Una Iglesia en el pasado
Las declaraciones de Fratini bordean lo inadmisible en un plano estrictamente doctrinal
El episodio tuvo lugar hace un año durante unos cursos de verano en Asturias. Cuando ya terminaban su cena en la residencia los participantes en el consagrado al 68, tomaron asiento quienes venían de otros temas, y entre ellos un obispo que había desempeñado un cargo importante en la Conferencia Episcopal. Para pasar el tiempo, una sesentayocho le preguntó si la Iglesia pensaba eliminar el infierno, a lo que el interpelado respondió con un no rotundo, pasando a reproducir la visión del mundo propia de los Ejercicios espirituales de San Ignacio: presionado siempre por el diablo, el hombre tendía a pecar, por lo cual el infierno era imprescindible, a pesar de la ayuda de los ángeles. No le gustó nada la réplica de un comensal, de que diablos y ángeles no son precisamente protagonistas en los Evangelios y que del sacrificio en la cruz, de existir, procede la responsabilidad del hombre, su libertad, no su condena.
Fue una sorpresa comprobar la vigencia de la concepción tradicional del catolicismo, que parecía amenazada inicialmente por la orientación del Papa Francisco tras su encíclica Lumen fidei, todavía a la sombra del antirracionalismo de su predecesor. En una entrevista posterior con Eugenio Scalfari, Francisco hacía desaparecer al diablo y a las acechanzas del Mal, y proponía “abrirse a la cultura moderna de impronta ilustrada”, más el encuentro de cada creyente con Jesús. Explícitamente reaparecía el espíritu del Vaticano II. Solo que la nueva reforma no se concretó ante la oposición interna, y Francisco tropezó con sus propias limitaciones teológicas —comparar el proselitismo de los apóstoles con la yihad, suscribir a fondo la recuperación de Lutero sin detenerse en De servo arbitrio— y con su timidez en la afirmación de la democracia, visible en sus relaciones con la Cuba castrista y con Maduro. Y de Salvini, nada.
El vacío abrió la vía para un regreso al pasado, como el que ha presidido las declaraciones del exnuncio sobre la exhumación de Franco.

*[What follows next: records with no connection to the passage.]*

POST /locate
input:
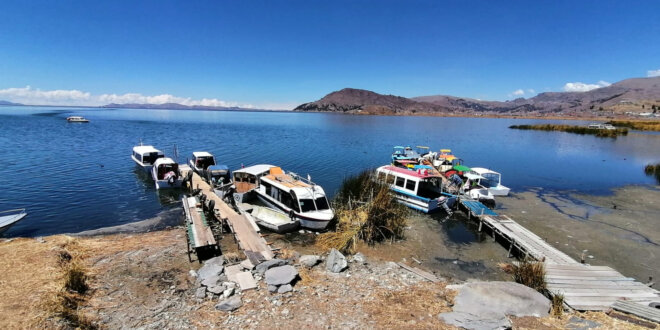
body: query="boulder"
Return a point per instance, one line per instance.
(220, 260)
(281, 275)
(216, 289)
(213, 280)
(486, 305)
(359, 258)
(230, 304)
(309, 260)
(266, 265)
(336, 262)
(200, 293)
(284, 288)
(209, 270)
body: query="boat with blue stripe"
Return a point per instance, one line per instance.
(419, 188)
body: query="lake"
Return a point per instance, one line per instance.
(74, 177)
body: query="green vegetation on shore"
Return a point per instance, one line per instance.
(640, 125)
(366, 211)
(653, 170)
(574, 129)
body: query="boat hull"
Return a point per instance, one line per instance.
(146, 168)
(164, 184)
(306, 222)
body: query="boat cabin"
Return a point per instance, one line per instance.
(201, 160)
(421, 182)
(163, 166)
(146, 155)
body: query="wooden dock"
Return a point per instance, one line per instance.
(245, 231)
(584, 287)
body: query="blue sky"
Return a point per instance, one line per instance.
(277, 54)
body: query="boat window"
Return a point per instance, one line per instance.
(410, 185)
(322, 203)
(307, 205)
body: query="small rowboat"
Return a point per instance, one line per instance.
(10, 217)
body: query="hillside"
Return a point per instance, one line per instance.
(632, 95)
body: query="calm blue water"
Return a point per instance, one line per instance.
(75, 177)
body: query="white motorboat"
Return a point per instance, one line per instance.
(10, 217)
(203, 163)
(145, 156)
(297, 197)
(474, 190)
(491, 180)
(166, 174)
(419, 189)
(77, 119)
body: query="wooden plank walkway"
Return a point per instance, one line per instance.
(250, 241)
(588, 287)
(584, 287)
(200, 232)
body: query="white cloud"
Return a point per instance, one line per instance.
(29, 95)
(653, 73)
(582, 87)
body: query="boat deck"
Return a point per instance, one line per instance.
(584, 287)
(245, 231)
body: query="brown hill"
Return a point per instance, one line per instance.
(636, 95)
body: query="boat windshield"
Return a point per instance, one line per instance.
(204, 162)
(490, 180)
(322, 203)
(307, 205)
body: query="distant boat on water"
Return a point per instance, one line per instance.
(77, 119)
(10, 217)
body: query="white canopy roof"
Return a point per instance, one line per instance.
(164, 160)
(481, 170)
(255, 169)
(201, 154)
(146, 150)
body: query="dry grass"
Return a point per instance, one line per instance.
(528, 273)
(640, 125)
(574, 129)
(366, 211)
(557, 308)
(417, 306)
(31, 277)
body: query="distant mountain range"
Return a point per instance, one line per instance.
(8, 103)
(634, 95)
(171, 106)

Implican una sorprendente injerencia en la política de un Estado, cuya significación rebaja al nivel de unos intereses familiares, y plantean una falsa equidistancia en la valoración histórica del dictador. Como conservador, Fratini puede insistir en el cuento de la inoportunidad y dibujar, aunque nada le avala para ello, un equilibrio entre las herencias positiva y negativa de Franco, pero su ignorancia ya es culpable al desconocer las decenas de miles de muertos que conscientemente causó el dictador con su represión. Y bordea lo inadmisible en un plano estrictamente doctrinal al asimilar el efecto de la exhumación —“han resucitado a Franco”, a lo Vizcaíno Casas— con la única resurrección admisible para un cristiano, la de Cristo. ¿Adónde estamos volviendo?